友達の様子がおかしい 作:瓦版
青い空、白い砂浜そして、大きく広がる海。アブノーマルクラスは、オペラの計らいで海に来ていた。それぞれが海を楽しむ。勿論、ゲンも参加しており浮き輪で1人浮かんでいた。
「あ~気持ちいい~♪最初は、海でも特訓するのかと身構えていたが、本当に海水浴とはな。」
「ゲン君!」
「ん?イルマどうした?」
「アズ君たちとボールで遊ぶんだけど、参加する?」
「あ~後で参加するわ。もうちょっとダラダラしてる。」
「わかった。じゃあ、後でね。」
イルマが、アスモデウスとクララの方へ移動していった。その元気な姿にゲンも元気を貰う。
「前の家では、遊べてなかったみたいだし楽しそうだな。さて、俺も混ざるか「あの……」!?」
「ちょっとお聞きしたいことが有りまして。」
「(いつもの間に後ろに?)何か?」
「ええ、人を探してまして。」
「?迷子ですか?それなら、!?」バッ
ゲンは、素早く跳躍して女から距離を取る。女の方は、姿を戻す。
「大丈夫よ。もう見つけたから。」チャキッ
「だろうな。全くいきなり襲って来るとはな。カラスよぉ。」
「当たり前でしょ。私は、一刻でも早く貴方を貰いたいんだから。」
「あのなぁ……前も思ったがこうする必要あったか?」
「だって、こうでもしないと他の悪魔に取られちゃうから。」
「全く厄介な奴に絡まれたな。」スウッ
「それじゃあ、貰うわ『ズドンッ』!?人形が!」
「はい、お終い。」
「噓。早すぎる。」
「カラス……もうこれで下がってくれないか?」
「……い。」
「はい?」
「……ゃない」
「なに?」
「カラスじゃない!!」
「おわぁっ!」
急な変化に驚くゲン。今まで大人雰囲気を出していたカラスから急に幼くなり、同年代の悪魔と話しているみたいになる。
「カラスっていうのやめて。」
「じゃあ、なんて呼べば?」
「ロア。」
「わかった。因みに本名では、無いんだろ。」
「そうよ。悪いかしら。」
「いやあ、とくに「おい!誰か助けてくれ!!」!?」
ゲンは、叫び声の方を向く。すると、何やら騒動が起きていた。仲間も危険な様子にゲンが、向かう準備をする。
「じゃあ、ロア。今度は、別の形で会おうな。」
「わかったわ。それじゃあ。」
ゲンは、現場に到着する。クラーケンが仲間に襲い掛かっているのが見えたので参戦する。他にも戦っているメンバー見えたので捕まっている奴から向かった。
「お前ら無事か!」
「ゲン君!たすけて!!」
「さて、やるか。お前ら、じっとしてろよ。」シュンッ
「消えた!?」
グオオバタンッ
「「「???」」」
クラーケンたちがどんどん気絶していく。そして、最後の一匹になる。ゲンは、姿を現して口を開く。
「よお、お前の仲間は、気絶した。あとは、お前だけだ。
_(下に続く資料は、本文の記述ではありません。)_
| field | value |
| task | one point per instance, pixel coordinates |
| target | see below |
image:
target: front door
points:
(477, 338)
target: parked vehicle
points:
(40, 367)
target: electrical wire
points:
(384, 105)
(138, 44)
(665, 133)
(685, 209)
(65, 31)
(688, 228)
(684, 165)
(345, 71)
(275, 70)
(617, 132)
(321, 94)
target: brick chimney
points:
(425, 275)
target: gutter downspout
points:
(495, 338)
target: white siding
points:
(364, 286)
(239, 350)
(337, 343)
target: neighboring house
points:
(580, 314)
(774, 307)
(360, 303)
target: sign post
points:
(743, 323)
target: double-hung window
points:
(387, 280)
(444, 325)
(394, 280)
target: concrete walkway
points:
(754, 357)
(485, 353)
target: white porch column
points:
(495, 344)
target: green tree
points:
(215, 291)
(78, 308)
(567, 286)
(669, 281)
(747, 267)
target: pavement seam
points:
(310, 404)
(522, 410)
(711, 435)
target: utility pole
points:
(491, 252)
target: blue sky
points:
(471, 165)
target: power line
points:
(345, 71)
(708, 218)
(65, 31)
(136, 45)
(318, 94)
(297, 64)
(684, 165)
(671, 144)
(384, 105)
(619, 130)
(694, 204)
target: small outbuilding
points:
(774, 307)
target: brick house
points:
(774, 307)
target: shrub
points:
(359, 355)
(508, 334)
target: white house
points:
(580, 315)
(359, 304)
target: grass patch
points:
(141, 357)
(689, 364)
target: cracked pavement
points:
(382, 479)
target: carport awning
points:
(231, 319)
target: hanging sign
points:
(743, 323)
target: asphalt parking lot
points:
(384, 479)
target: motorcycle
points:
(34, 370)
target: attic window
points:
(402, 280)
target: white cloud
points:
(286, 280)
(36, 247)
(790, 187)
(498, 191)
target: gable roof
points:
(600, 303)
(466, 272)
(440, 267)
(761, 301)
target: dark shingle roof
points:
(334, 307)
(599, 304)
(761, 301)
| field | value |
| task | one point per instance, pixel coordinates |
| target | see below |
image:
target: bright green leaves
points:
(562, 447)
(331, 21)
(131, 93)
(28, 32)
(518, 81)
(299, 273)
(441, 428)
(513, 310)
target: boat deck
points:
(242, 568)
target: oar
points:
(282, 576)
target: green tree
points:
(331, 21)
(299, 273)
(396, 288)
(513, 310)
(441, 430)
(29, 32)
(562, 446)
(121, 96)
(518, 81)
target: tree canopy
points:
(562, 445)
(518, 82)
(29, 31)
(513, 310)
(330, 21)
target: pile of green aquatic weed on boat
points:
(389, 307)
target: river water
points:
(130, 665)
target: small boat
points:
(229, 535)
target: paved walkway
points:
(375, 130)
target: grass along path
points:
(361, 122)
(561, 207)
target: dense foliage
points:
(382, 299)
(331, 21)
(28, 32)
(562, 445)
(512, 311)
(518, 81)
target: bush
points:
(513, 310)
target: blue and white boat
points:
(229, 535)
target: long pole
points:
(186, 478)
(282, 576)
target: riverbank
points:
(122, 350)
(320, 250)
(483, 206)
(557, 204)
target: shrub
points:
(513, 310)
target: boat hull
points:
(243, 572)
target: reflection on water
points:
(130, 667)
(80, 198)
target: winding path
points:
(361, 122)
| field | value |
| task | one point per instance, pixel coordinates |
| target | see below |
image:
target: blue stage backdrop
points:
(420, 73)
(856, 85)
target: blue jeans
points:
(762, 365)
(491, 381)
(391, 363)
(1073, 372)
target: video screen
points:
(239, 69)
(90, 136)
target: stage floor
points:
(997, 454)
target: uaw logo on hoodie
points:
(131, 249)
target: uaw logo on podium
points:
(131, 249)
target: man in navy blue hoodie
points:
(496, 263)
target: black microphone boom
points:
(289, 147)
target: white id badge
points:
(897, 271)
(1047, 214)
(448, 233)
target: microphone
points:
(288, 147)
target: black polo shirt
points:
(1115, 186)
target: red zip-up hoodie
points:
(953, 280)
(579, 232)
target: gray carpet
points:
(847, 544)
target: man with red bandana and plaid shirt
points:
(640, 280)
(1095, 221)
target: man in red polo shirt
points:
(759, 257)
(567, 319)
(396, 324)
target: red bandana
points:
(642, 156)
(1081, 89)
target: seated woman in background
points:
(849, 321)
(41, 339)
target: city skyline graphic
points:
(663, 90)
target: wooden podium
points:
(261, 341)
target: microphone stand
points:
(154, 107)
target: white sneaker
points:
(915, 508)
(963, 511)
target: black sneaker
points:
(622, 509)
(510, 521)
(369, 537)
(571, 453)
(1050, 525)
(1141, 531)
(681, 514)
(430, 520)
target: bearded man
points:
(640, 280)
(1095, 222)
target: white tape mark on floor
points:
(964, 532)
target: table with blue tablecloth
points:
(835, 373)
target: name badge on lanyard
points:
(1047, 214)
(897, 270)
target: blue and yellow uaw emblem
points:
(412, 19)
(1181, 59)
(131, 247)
このまま仲間を連れて帰ってもらえるな?」
コクコク
クラーケンの残りは、気絶した仲間たちを連れて海に消えた。その後、仲間たちの安全を確認しあった。すると、そこに見知った顔いた。
「やあ!久しぶりだね。」
「これは、盤外王様。初めまして。」
「つれないなあ。」
「何か用でも?」
「いや、たまたまだよ。仕事のついでに会いに来たのさ。」
「そうかい。」
「で、この間の話。結局どちらなの?」
「さあな。」
「そうなんだ。もし、俺の思っているのと反対なら……。」
「なら?」
「今ここで、消しちゃおうか☆」ズズズッ
「へえ、そうかい。」ズズズッ
「「「!?」」」
二人の迫力に周りのアブノーマルクラスも客たちも驚く。が、すぐにかいけつするのだった。
「おい、あほ優等生。そこまでだ。」
「「「カルエゴ先生!!」」」
「そうですよ。恩人に何やっているんですか?」
「!それもそうか。盤王様、すみませんでした。」シュン
「いや、こちらもおふざけ過ぎた。ごめんね☆」シュン
「「「ほぉ」」」
一触即発の状態から無事に日常に戻る。時間が過ぎて帰宅時間になる。ゲンは、片付け手を終えてバスに乗り込んだ。今回、直接戦わなかったが、13冠の力を改めて確認することが出来た時間であった。